3750-b(config)#aaa new-model
!
3750-b#show archive config differences nvram:startup-config system:running-config
!
!Contextual Config Diffs:
+aaa new-model
+aaa session-id common
-no aaa new-model
-line vty 0 4
 -no login
line vty 5 15
 -no login

So when I started my CCIE wireless studies I alwasy try to see how I can use this command to learn things. One thing I noticed is , controller based software is not cisco IOS & I cannot used that command as it is.

But autonomos AP is Cisco IOS & you can run this command on that. But there was a hurdle for me to use it on Autonomous AP. That is I am not familier with Autonomous AP CLI commands available.

Then I realized I can use this to learn CLI commands, Here how it is.

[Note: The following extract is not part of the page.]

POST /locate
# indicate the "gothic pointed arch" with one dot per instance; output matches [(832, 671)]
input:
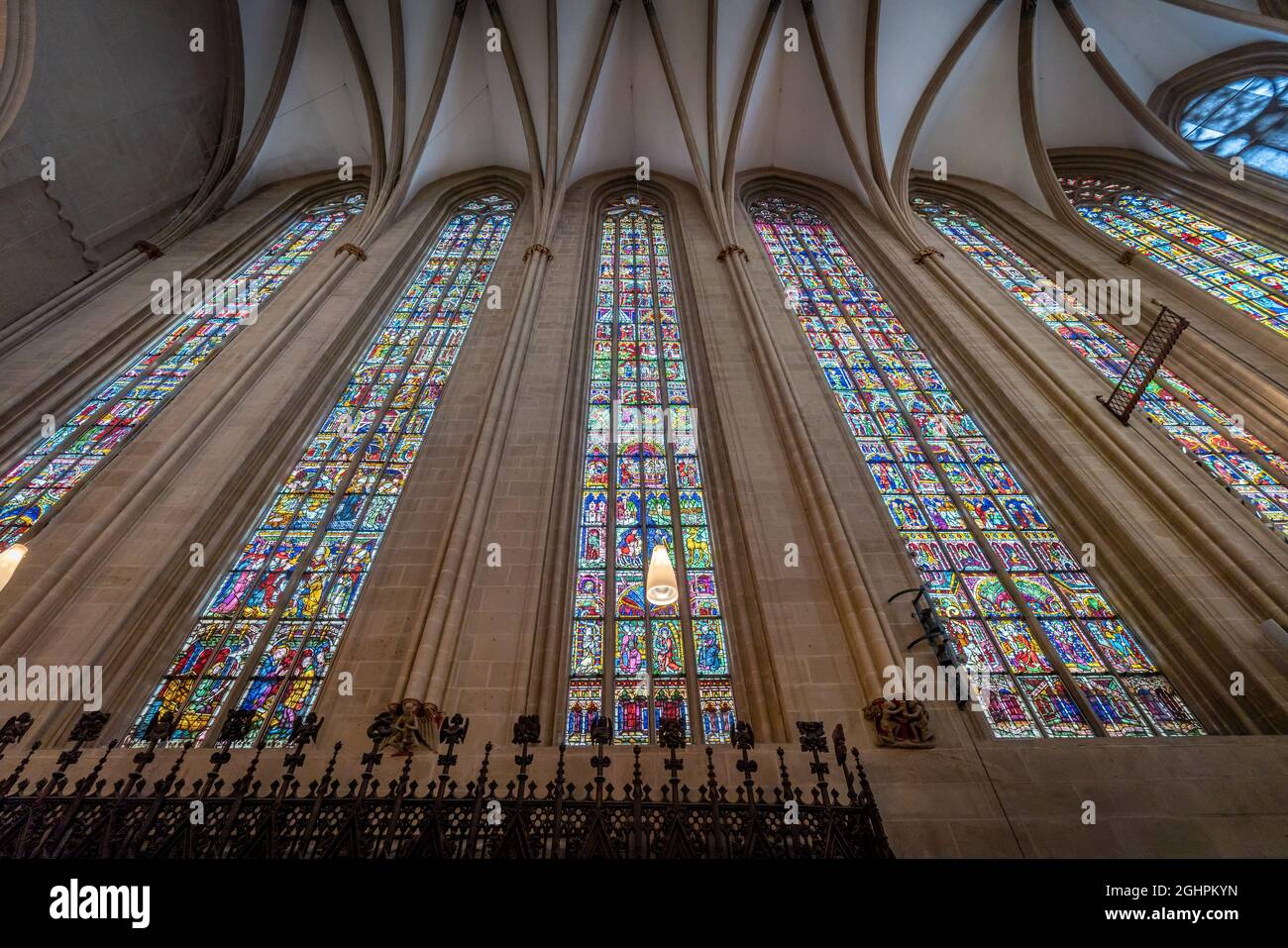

First you need to have config comparison software (I found ExamDiff software which is freely available http://www.prestosoft.com/ps.asp?page=edp_examdiff#download)

Let’s see you want to know how to disable 6Mbps & 9Mbps data rate on 802.11a radio interface by using a CLI command. Since I am doing this first time on CLI this is how I learnt it.

Step1: Take a backup of AP configuration & save it (let’s called AAP-v1.log)

Step 2 : Go to the GUI of the AP & select the appropriate radio interface (I would assume you would know how to do this on GUI, but not in CLI). Default settings should looks like this.

Step 3 : Disable 6Mbps & 9 Mbps, then click apply to save the config.

Step4 : Take the back up of the config (let’s called AAP-v2.log)

Step5 : Open the ExamDiff application & select the two files you want to compare.

Step6 : Here is the outcome. If you click “show only differences or Ctrl+D” you can see somthing like this.

So this is the config line added to the AP configuration. So If you want to achive the same thing via CLI config this command on AAP radio interface. “speed  basic-12.0 18.0 basic-24.0 36.0 48.0 54.0 m0. m1. m2. m3. m4. m5. m6. m7. m8. m9. m10. m11. m12. m13. m14. m15.

Let’s say if you knew how to do this in the first instance by using CLI, then issue our friendly command, you would see with + mark what is the effect on your configs. Ensure that no suprise config removal without your notice.

MO-AAP1# show archive config differences nvram:startup-config system:running-config     
Contextual Config Diffs:
interface Dot11Radio1
 +speed basic-12.0 18.0 basic-24.0 36.0 48.0 54.0 m0. m1. m2. m3. m4. m5. m6. m7. m8. m9. m10. m11. m12. m13. m14. m15.

Hope this helps you to learn some CLI command in a different way. keep in mind for the real exam you do not get these tool & practice enough to remember CLI commands without looking even Cisco DoC page.